Phillip K. Dick is too famous to use less than his whole name

The other day, I heard they were doing a “Total Recall” remake. Then I heard they were casting Collin Farrell in it, and I became much more interested in it — but completely disinterested in ever actually watching it.

That’s not a knock on him in particular, but the more I learned about the movie, the more I came to think it wouldn’t be the sort of thing I care for.

I say that as at least a nominal Phillip K. Dick fan, master of paranoid science fiction that he is. I say that as a fan of the original Total Recall, a 1990 Arnold Schwarzenegger vehicle directed by Paul Verhoeven, master of exceptionally violent, smart action sci-fi movies. And I say that as someone who isn’t bothered – in concept, anyway – of the seemingly endless parade of sequels, remakes and reboots that have overtaken modern Hollywood.

I just don’t think I’d like the new film. The reviews so far seem to bear that out, but a lot of very smart people weren’t fans of the original when it came out, and if you’re not a fan of three-breasted hookers and ultraviolence you wouldn’t either.

It’s a strange word to use – “original” – because the movie is still an adaption of the Phillip K. Dick story “We Can Remember It For You Wholesale.” That was set on earth about a man who wanted to go to Mars and couldn’t; the 1990 film (supposedly) actually sends our protagonist to Mars; the 2012, Len Wiseman-directed one changes a lot of other things but sticks to Earth. There’s even a novelization of the 1990 film, written by Piers Anthony.

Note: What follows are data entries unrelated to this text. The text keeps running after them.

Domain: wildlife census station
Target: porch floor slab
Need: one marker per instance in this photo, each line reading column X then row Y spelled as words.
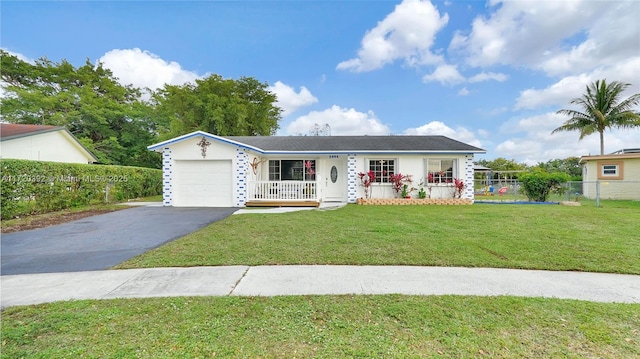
column 284, row 209
column 276, row 203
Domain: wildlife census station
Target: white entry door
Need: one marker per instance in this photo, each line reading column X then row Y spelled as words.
column 335, row 181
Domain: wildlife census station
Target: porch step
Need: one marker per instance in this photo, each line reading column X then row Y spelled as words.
column 277, row 203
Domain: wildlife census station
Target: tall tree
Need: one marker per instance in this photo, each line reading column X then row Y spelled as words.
column 225, row 107
column 108, row 118
column 601, row 108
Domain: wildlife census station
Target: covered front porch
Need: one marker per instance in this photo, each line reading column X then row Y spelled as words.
column 283, row 194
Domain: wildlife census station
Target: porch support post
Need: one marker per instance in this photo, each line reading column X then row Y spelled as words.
column 352, row 175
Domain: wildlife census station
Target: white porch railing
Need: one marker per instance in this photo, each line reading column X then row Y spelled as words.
column 282, row 191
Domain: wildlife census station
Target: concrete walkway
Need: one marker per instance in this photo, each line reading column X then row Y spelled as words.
column 316, row 279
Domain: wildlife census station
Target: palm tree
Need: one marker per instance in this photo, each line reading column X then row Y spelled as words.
column 602, row 108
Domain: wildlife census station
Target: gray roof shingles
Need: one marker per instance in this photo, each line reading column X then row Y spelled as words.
column 356, row 143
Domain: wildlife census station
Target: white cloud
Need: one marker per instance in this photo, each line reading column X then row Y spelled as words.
column 561, row 92
column 532, row 141
column 558, row 37
column 342, row 121
column 446, row 75
column 290, row 100
column 407, row 33
column 143, row 69
column 434, row 128
column 486, row 76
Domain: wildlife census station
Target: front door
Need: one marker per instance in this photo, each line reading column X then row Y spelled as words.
column 335, row 180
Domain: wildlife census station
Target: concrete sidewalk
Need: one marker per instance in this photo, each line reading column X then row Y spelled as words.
column 316, row 279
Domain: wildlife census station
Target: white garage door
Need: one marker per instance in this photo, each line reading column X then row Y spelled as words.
column 202, row 184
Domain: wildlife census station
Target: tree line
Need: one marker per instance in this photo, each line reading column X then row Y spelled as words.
column 117, row 122
column 570, row 166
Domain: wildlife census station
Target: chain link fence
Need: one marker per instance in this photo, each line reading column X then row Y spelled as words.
column 587, row 191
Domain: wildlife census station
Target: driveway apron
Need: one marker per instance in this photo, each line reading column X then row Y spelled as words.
column 102, row 241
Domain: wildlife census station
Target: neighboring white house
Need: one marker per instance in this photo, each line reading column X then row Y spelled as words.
column 42, row 143
column 205, row 170
column 617, row 175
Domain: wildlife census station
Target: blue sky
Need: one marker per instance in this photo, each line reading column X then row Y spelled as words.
column 491, row 74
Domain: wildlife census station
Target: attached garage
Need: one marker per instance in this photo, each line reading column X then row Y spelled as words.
column 202, row 183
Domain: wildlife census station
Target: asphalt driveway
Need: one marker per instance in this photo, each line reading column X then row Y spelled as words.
column 102, row 241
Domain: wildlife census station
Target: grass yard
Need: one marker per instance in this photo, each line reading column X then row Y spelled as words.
column 323, row 327
column 549, row 237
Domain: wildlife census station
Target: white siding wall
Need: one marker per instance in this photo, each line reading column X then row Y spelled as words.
column 626, row 188
column 51, row 146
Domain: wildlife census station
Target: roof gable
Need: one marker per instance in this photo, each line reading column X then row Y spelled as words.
column 10, row 131
column 333, row 144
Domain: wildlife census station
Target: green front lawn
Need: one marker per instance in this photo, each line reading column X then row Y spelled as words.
column 547, row 237
column 389, row 326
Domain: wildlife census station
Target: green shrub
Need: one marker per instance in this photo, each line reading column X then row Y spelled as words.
column 538, row 185
column 30, row 187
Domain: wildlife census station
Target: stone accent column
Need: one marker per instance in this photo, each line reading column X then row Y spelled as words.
column 468, row 177
column 167, row 177
column 352, row 178
column 242, row 165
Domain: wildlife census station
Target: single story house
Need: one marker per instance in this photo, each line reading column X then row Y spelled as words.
column 616, row 175
column 42, row 143
column 205, row 170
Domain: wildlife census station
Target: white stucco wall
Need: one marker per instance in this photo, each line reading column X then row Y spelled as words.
column 627, row 187
column 415, row 165
column 52, row 146
column 189, row 149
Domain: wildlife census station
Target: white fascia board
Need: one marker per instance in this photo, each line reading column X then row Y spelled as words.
column 159, row 146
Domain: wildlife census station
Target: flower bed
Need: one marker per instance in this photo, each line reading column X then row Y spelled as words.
column 413, row 201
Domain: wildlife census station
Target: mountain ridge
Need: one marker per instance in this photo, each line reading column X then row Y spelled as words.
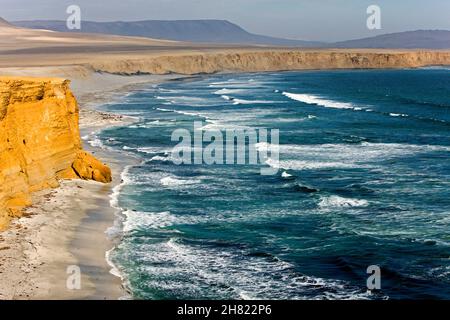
column 207, row 31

There was once a brilliant and original concept by Phillip K. Dick, but with each retelling, it seems a little less original and little less brilliant.

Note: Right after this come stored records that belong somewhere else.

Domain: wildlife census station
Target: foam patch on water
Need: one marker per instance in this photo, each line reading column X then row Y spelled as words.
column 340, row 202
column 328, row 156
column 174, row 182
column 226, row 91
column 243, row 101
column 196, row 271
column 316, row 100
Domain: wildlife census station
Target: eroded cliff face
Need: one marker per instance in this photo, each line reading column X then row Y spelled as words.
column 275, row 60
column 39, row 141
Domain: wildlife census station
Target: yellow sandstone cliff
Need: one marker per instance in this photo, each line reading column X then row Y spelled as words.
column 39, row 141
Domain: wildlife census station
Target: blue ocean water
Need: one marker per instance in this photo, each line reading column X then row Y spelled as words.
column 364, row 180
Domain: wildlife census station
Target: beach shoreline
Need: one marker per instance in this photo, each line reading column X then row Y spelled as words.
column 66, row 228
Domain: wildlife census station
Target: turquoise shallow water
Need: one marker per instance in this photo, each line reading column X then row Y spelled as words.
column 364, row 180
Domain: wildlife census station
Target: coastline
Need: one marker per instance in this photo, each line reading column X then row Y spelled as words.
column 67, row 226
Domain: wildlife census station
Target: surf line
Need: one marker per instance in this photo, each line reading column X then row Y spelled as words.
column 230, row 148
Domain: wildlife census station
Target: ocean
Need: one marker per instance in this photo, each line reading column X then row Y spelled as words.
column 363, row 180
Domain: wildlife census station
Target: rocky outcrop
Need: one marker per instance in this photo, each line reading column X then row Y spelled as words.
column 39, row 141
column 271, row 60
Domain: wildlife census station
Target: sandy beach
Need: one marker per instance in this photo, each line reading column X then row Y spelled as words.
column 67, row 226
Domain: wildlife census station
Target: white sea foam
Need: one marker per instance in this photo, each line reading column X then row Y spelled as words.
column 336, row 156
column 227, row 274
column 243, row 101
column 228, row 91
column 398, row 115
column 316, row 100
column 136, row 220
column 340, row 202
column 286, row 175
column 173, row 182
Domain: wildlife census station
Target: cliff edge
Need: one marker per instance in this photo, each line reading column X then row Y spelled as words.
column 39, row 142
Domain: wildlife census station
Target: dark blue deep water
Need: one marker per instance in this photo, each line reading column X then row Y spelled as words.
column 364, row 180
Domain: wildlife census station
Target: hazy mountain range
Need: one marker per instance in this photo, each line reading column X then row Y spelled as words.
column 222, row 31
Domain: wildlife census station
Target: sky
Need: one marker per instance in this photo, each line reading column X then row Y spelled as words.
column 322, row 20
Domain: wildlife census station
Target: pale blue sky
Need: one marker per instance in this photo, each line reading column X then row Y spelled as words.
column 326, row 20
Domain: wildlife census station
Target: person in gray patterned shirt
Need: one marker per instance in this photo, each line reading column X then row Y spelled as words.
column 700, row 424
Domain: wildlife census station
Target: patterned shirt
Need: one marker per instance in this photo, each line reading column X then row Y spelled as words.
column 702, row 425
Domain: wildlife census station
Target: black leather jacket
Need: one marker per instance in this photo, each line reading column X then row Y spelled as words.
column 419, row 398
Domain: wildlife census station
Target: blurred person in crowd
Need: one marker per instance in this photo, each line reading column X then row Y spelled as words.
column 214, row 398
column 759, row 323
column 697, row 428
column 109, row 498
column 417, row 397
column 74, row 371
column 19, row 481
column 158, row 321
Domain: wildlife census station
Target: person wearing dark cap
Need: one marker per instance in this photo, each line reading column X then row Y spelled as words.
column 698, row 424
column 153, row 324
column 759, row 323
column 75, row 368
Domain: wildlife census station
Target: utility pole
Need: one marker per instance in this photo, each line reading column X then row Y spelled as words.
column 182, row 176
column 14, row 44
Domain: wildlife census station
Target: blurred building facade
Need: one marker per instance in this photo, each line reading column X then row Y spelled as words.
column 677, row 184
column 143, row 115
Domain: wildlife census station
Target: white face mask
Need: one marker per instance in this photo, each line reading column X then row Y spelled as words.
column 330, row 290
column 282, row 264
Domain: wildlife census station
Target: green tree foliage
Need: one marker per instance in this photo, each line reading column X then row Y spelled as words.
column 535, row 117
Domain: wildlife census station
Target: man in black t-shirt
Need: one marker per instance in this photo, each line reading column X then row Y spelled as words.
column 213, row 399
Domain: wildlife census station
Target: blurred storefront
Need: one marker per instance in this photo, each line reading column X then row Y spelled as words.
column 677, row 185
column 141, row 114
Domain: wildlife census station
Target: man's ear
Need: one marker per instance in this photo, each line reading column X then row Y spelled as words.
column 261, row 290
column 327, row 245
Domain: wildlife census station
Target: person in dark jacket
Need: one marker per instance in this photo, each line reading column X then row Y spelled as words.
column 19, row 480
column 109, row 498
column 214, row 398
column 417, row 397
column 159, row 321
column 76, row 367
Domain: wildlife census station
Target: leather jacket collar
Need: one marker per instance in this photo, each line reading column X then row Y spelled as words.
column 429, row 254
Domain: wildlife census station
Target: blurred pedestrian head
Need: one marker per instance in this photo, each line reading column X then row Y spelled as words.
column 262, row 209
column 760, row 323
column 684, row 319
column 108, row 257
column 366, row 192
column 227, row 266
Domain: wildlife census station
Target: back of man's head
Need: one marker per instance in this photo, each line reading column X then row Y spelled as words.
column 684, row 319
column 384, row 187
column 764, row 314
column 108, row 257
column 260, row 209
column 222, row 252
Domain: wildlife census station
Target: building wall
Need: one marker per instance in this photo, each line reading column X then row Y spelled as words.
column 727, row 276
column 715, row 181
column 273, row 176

But then nothing actually originates, does it?

Certainly not in Hollywood, but not even inside the skull, not even in the magnificent and more than slightly crazy skull of someone like Phillip K. Dick. Everything is a reaction and a reinterpretation of what a person has experienced in life and found in fiction. All of that goes inside and bounces around and comes out as something else.

Sometimes it’s better, a lot of times it’s worse, but it’s always different.

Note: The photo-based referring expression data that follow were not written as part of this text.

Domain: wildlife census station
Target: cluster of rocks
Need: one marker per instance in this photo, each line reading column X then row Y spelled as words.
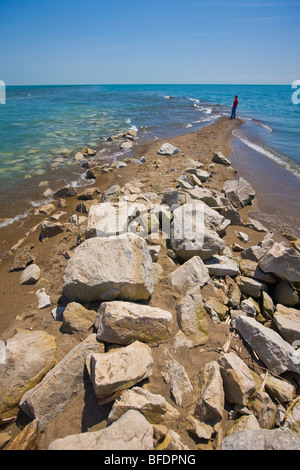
column 254, row 290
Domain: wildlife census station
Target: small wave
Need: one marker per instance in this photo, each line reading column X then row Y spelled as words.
column 6, row 222
column 281, row 159
column 208, row 119
column 259, row 123
column 265, row 126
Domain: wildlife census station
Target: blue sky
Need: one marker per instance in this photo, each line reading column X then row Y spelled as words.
column 158, row 41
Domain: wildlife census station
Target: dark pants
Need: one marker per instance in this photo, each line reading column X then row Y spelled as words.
column 233, row 113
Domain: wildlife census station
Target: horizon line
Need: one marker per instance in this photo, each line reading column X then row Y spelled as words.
column 151, row 84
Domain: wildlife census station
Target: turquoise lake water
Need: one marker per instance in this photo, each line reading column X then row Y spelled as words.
column 42, row 127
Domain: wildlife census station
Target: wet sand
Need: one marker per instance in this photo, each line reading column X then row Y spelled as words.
column 277, row 190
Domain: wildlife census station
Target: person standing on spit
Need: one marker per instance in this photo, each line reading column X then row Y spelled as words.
column 234, row 106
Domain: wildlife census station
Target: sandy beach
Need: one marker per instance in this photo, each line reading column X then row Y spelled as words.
column 19, row 302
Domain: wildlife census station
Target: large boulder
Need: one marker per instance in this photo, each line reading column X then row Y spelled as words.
column 29, row 355
column 192, row 319
column 62, row 383
column 180, row 385
column 154, row 407
column 119, row 369
column 78, row 319
column 108, row 269
column 131, row 432
column 276, row 353
column 238, row 381
column 107, row 219
column 287, row 321
column 188, row 275
column 282, row 261
column 210, row 405
column 125, row 322
column 239, row 192
column 187, row 239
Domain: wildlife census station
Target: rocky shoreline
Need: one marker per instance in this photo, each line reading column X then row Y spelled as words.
column 157, row 338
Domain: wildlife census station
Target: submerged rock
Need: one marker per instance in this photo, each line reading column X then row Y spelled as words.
column 168, row 150
column 30, row 275
column 219, row 158
column 282, row 261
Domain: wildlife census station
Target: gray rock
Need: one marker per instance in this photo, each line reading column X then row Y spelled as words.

Major films, and to a lesser extent other movies, operas and plays, are different from other forms of fiction in that they’re collaborative projects. They require dozens or hundreds of thousands of people that each change and homogenize the outcome. They’re an enormous investment.

The oldest, the most flexible, the most effective, and in some ways the most fun form of storytelling is still the telling of a story. It only really survives now in the form of a joke. But still there you see it, where the twist is always the same for the same joke, but nothing else about it is. People add and remove characters, change the setting, change endless details.

And they can because it doesn’t take a script writer, a director and a gaffer to do it.

Almost every joke at its root is impossibly old, but what makes it new or original is just whether you’ve heard it before. When you retell it, it doesn’t have anything new about it, just what it was plus all of the old stuff bouncing around your head already.

Not everybody can tell a good joke, and very few people can manage to make a good movie, but remakes are one of the best things we do.